Hepcidin Levels in Sickle Cell Disease (SCD)

NCT02258997 | Completed

• 1 other identifier: 13-2811
• Study Type: observational
• Target: 42
• Locations: 0 countries
• Sites: N/A

Brief Summary

The investigators propose that patients with HbSβ-thalassemia have lower levels of hepcidin and higher levels of GDF-15 than HbSS patients during the non-crisis, "steady states." In addition, the investigators propose that when controlled for RBC transfusion, patients with HbSβ-thalassemia will have higher levels of storage iron (based on serum ferritin). Participants: Total number of subjects is 42 - 21 subjects with HbSS, and 21 subjects with HbSβ-thalassemia ). Procedures (methods): Eligible subjects with documented SCD (HbSS, HbS-β 0-thalassemia or HbS-β+-thalassemia) followed at the University of North Carolina (UNC) Comprehensive Sickle Cell Program will be evaluated in this single-center, prospective, cross-sectional study.
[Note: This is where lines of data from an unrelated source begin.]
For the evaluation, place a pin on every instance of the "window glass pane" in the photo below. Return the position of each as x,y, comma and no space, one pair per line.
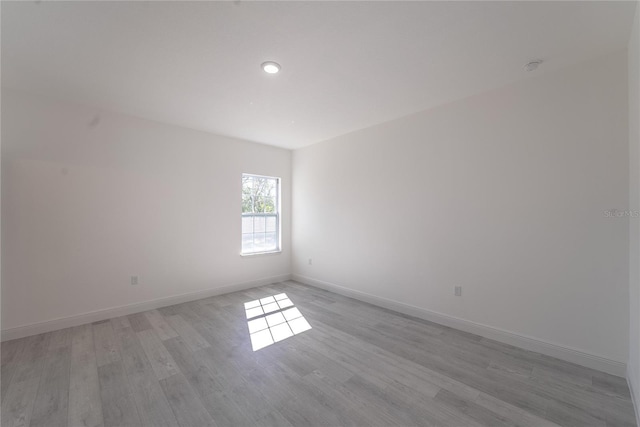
271,240
260,197
271,224
247,224
258,224
258,240
247,243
The patients will be screened for eligibility at the time of a routine sickle cell clinic visit. Patients' data will be obtained in person at the time of evaluation and through review of their medical records. Investigators will obtain information on SCD-related clinical complications and obtain an estimate of the number of lifetime RBC transfusions. Blood samples will be obtained for laboratory tests. Plasma samples for hepcidin, growth differentiation factor 15 (GDF -15), and high-sensitivity CRP will be stored at -80 degrees Celsius until analysis. Other routine laboratory studies including complete blood count (CBC) with differential and reticulocyte count, serum iron profile and ferritin, and liver function tests will be performed at the clinical laboratories of UNC Hospitals.The subjects will have 30 ml. of blood drawn for this research study. Females of child bearing potential will have a urine pregnancy test at the time of the study.

Conditions

Sickle Cell Anemia; Sickle - Beta Thalassemia

Keywords

sickle cell disease

Outcome Measures

Primary Outcomes (1)

• Hepcidin levels in HbSS and HbSβ-thalassemia SCD patients

  Assessed at time of enrollment

Secondary Outcomes (2)

• Levels of GDF-15 in HbSS and HbSβ-thalassemia SCD patients

  Assessed at time of enrollment

• Ferritin and C-reactive protein (CRP) levels in SCD patients in the non-crisis state

  Assessed at time of enrollment

Study Arms (2)

HbSS

Subjects are homozygous for the sickle hemoglobin mutation (HbS).

HbS-beta thalassemia

Subjects are heterozygous for the HbS mutation and beta thalassemia

Eligibility Criteria

• Age: 18 Years - 70 Years
• Sex: all
• Healthy Volunteers: No
• Age Groups: Adult (18-64), Older Adult (65+)
• Sampling Method: Non-Probability Sample

Study Population

Subjects will be recruited from the population followed in the Adult Sickle Cell Clinic with either HbSS or HbS-βthalassemia who meet the eligibility criteria for the study.

You may qualify if:

• age 18 - 70 years
• confirmed diagnosis of HbSS or HbS-β thalassemia
• no history of acute vaso-occlusive event (acute pain crisis or acute chest syndrome) requiring emergency room visit or hospitalization over the preceding 4 weeks
• clinically acceptable physical examination and vital signs
• ability of patient or legal representative to understand the requirements of the study and willingness to sign the Informed Consent document.

You may not qualify if:

• pregnancy or breastfeeding
• current acute illness, including a painful crisis
• iron deficiency anemia
• history of liver disease with alanine aminotransferase (ALT) ≥ 3 X upper limit of normal (ULN)
• history of hereditary hemochromatosis, connective tissues disease, chronic inflammatory, disorder, or malignancy
• chronic transfusion program or any transfusion within the previous 3 months

Sponsors & Collaborators

• Kenneth Ataga, MD: lead
• Augusta University: collaborator

Related Publications (4)

• Origa R, Galanello R, Ganz T, Giagu N, Maccioni L, Faa G, Nemeth E. Liver iron concentrations and urinary hepcidin in beta-thalassemia. Haematologica. 2007 May;92(5):583-8. doi: 10.3324/haematol.10842.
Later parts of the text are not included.